Emergence of a Chimeric Globin Pseudogene and Increased Hemoglobin Oxygen Affinity Underlie the Evolution of Aquatic Specializations in Sirenia

As limits on O ₂ availability during submergence impose severe constraints on aerobic respiration, the oxygen binding globin proteins of marine mammals are expected to have evolved under strong evolutionary pressures during their land-to-sea transition. Here, we address this question for the order Sirenia by retrieving, annotating, and performing detailed selection analyses on the globin repertoire of the extinct Steller’s sea cow ( Hydrodamalis gigas), dugong ( Dugong dugon), and Florida manatee ( Trichechus manatus latirostris) in relation to their closest living terrestrial relatives (elephants and hyraxes).
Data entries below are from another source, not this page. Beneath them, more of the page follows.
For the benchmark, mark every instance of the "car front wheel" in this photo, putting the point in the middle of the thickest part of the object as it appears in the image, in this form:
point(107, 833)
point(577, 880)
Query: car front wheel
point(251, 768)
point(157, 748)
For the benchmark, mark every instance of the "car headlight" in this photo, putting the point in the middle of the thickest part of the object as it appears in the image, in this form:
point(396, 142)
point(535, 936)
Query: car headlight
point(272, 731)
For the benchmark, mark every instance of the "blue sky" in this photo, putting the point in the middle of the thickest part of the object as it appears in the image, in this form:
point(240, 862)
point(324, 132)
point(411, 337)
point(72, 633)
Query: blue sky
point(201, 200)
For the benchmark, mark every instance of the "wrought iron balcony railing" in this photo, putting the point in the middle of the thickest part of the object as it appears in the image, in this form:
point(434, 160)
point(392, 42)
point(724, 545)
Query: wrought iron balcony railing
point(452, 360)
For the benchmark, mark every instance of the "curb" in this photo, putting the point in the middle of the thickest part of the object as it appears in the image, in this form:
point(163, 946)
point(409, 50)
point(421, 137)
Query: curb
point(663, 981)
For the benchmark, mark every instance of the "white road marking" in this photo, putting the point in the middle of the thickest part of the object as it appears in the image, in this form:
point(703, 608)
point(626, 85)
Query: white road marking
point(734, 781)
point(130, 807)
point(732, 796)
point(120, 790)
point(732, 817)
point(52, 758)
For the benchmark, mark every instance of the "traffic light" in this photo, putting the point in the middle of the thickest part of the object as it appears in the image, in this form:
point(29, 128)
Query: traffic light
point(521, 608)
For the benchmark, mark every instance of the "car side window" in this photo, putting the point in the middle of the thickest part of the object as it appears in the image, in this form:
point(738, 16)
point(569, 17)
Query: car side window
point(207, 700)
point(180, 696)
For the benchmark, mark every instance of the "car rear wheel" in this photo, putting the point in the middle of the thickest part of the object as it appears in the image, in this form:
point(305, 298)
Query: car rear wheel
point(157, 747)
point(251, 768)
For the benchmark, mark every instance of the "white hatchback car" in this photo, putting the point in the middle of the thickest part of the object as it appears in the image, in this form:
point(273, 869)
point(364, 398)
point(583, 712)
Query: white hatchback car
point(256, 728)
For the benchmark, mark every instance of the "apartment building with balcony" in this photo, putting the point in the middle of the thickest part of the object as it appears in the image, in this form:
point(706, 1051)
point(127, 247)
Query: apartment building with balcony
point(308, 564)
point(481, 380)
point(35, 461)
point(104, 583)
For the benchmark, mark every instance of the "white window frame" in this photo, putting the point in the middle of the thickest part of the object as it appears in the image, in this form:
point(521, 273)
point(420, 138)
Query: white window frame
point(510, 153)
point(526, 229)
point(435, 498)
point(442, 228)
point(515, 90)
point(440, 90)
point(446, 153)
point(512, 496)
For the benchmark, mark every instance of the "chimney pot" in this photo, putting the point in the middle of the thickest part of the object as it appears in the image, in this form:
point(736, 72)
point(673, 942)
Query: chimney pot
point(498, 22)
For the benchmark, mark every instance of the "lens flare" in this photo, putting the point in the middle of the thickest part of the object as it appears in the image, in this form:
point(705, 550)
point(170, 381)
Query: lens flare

These analyses indicate most loci experienced elevated nucleotide substitution rates during their transition to a fully aquatic lifestyle. While most of these genes evolved under neutrality or strong purifying selection, the rate of nonsynonymous/synonymous replacements increased in two genes ( Hbz-T1 and Hba-T1) that encode the α-type chains of hemoglobin (Hb) during each stage of life. Notably, the relaxed evolution of Hba-T1 is temporally coupled with the emergence of a chimeric pseudogene ( Hba-T2/Hbq-ps) that contributed to the tandemly linked Hba-T1 of stem sirenians via interparalog gene conversion. Functional tests on recombinant Hb proteins from extant and ancestral sirenians further revealed that the molecular remodeling of Hba-T1 coincided with increased Hb–O ₂ affinity in early sirenians. Available evidence suggests that this trait evolved to maximize O ₂ extraction from finite lung stores and suppress tissue O ₂ offloading, thereby facilitating the low metabolic intensities of extant sirenians. In contrast, the derived reduction in Hb–O ₂ affinity in (sub)Arctic Steller’s sea cows is consistent with fueling increased thermogenesis by these once colossal marine herbivores.